Just when he could walk and therefore, according to his father, also work, several of his brothers and sisters all died of some fever. He did not have the impression his father was particularly sorry. His mother cried, but that was probably more for the pain she herself had had to endure. Then she apologized to God for succumbing to such unrestrained grief and stared into space. A priest came and the bodies were removed.
That didn’t make the helpings at mealtimes any bigger. They ate gruel and gruel and gruel. By this time Jacob had learned that there were much better-off peasants with farms belonging to the chapter estates. They got on well with the steward and some even had good Sunday clothes.
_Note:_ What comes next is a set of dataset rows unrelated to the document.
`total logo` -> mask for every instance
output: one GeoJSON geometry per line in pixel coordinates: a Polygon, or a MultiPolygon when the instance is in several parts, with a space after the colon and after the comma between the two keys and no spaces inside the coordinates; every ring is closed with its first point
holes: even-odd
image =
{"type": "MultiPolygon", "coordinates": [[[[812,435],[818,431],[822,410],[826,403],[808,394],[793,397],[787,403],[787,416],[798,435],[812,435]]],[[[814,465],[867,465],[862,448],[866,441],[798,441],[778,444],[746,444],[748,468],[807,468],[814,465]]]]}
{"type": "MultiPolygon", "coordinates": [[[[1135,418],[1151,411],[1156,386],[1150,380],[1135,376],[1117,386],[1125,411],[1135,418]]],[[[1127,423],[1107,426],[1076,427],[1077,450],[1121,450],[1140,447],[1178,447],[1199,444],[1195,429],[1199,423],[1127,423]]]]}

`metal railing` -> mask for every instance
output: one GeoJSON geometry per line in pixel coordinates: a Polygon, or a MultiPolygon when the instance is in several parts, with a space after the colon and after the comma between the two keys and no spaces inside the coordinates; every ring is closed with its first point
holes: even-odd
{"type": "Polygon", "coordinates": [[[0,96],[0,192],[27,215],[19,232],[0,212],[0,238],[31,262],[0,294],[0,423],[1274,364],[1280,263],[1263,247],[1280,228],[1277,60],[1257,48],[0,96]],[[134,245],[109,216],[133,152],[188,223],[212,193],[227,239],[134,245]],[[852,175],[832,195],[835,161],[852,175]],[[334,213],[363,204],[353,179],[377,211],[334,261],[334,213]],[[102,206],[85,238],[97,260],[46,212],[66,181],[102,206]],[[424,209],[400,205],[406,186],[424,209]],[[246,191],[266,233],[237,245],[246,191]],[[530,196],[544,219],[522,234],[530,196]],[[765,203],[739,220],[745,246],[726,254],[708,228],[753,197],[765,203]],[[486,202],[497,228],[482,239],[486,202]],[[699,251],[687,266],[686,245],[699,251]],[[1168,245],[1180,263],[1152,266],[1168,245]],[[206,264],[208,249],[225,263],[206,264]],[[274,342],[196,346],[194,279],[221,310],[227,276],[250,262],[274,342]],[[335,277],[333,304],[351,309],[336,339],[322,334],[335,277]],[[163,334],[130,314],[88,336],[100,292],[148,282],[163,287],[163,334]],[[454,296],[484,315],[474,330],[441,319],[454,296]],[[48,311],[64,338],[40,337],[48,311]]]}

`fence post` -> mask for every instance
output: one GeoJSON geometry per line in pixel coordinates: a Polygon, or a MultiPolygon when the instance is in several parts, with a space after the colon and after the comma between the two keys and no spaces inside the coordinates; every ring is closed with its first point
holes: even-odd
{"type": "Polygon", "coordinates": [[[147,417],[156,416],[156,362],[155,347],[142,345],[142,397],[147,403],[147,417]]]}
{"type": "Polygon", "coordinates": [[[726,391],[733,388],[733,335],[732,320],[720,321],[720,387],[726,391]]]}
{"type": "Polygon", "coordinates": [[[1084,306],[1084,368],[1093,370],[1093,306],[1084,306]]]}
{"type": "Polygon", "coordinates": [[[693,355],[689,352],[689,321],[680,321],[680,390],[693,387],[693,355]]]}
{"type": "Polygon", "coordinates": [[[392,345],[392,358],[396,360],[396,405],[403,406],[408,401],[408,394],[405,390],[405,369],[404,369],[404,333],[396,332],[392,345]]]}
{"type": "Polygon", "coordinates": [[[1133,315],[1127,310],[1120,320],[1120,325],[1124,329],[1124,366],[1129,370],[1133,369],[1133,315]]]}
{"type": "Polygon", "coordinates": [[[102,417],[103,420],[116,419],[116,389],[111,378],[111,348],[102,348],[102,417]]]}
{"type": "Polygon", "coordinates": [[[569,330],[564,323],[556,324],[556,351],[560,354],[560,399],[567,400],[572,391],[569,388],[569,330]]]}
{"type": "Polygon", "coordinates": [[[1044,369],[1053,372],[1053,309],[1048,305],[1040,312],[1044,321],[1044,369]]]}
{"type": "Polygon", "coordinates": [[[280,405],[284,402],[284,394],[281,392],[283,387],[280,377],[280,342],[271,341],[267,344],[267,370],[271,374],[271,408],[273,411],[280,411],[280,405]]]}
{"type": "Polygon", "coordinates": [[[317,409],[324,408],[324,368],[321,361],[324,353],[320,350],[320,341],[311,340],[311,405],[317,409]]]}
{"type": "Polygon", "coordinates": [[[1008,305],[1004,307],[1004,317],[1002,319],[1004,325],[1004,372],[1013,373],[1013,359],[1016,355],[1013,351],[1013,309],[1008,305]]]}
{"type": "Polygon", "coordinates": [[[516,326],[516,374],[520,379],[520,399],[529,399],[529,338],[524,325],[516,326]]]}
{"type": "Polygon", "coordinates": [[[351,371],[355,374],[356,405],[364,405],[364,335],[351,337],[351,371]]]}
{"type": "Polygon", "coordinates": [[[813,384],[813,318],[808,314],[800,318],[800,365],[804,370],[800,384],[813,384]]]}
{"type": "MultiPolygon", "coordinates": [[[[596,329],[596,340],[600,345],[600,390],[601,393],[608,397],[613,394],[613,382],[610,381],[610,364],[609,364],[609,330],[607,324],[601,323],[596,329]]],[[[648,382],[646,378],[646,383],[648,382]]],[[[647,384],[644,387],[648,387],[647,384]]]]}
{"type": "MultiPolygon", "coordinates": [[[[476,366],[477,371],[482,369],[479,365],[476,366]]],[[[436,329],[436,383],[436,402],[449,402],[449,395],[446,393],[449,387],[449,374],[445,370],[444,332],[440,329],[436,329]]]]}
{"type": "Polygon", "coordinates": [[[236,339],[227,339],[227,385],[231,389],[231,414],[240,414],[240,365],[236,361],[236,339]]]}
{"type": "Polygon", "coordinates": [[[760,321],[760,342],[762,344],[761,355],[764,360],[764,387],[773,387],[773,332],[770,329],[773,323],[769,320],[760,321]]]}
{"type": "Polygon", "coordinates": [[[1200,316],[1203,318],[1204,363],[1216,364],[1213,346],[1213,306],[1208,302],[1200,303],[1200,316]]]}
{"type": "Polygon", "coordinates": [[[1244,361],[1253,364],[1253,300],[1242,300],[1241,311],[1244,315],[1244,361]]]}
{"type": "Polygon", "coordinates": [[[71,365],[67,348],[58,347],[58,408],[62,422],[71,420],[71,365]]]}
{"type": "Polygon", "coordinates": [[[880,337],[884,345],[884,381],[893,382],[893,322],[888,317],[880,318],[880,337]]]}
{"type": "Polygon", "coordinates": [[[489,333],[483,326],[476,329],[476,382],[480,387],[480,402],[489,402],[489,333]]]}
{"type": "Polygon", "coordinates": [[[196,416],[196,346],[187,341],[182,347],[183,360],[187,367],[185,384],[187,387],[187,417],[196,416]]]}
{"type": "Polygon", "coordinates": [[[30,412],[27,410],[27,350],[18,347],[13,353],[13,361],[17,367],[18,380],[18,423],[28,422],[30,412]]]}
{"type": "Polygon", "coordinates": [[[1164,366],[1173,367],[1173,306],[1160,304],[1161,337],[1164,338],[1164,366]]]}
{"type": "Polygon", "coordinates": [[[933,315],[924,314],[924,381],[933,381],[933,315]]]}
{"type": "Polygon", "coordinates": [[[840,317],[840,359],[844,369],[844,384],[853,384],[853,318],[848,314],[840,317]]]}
His father, who, day in, day out, wore the same homespun, moaned about them at every opportunity, calling them crawling lickspittles. It made no difference to his fortunes. Jacob did not know why his father was poor. In fact, he knew nothing except that he wanted to get away and see the world.
He must have been three or four when his mother took him to Cologne one day. She had to deliver some hose she had made to order for the cathedral chapter and Jacob went on and on at her until he was allowed to go, too. One of the steward’s men happened to be going and took the pair of them in his cart, which was at least better than having to walk.
And that was how he came to fall in love for the first time.
It was a chilly May day, but the whole city was thronging the streets, while thousands of burghers in their finery were streaming out of the gates bearing flowers and branches. The people had come, they were told, to see Isabella of England, who was to stay in the city before going on her way to marry the emperor, Frederick II. The archbishop of Cologne was accompanying her to Worms, where the wedding was to take place. To the glory of the city, which for the archbishop was basically the same as his own, he had arranged for her to stay in Cologne for six weeks. The citizens were beside themselves. Isabella in Cologne! The emperor’s bride was said to be more beautiful than the sun, more delectable than the morning dew! Arnold, the prior of St. Gereon, was overwhelmed to be allowed to welcome her in his house for the duration of her stay and shower her with luxury. Arnold, whose pride was only exceeded by his garrulousness, went on to everyone about it. His boasting became so outrageous that the archbishop considered withdrawing the privilege, at which Arnold quieted down somewhat and awaited Isabella’s arrival with the same quivering impatience as all the other inhabitants of the city.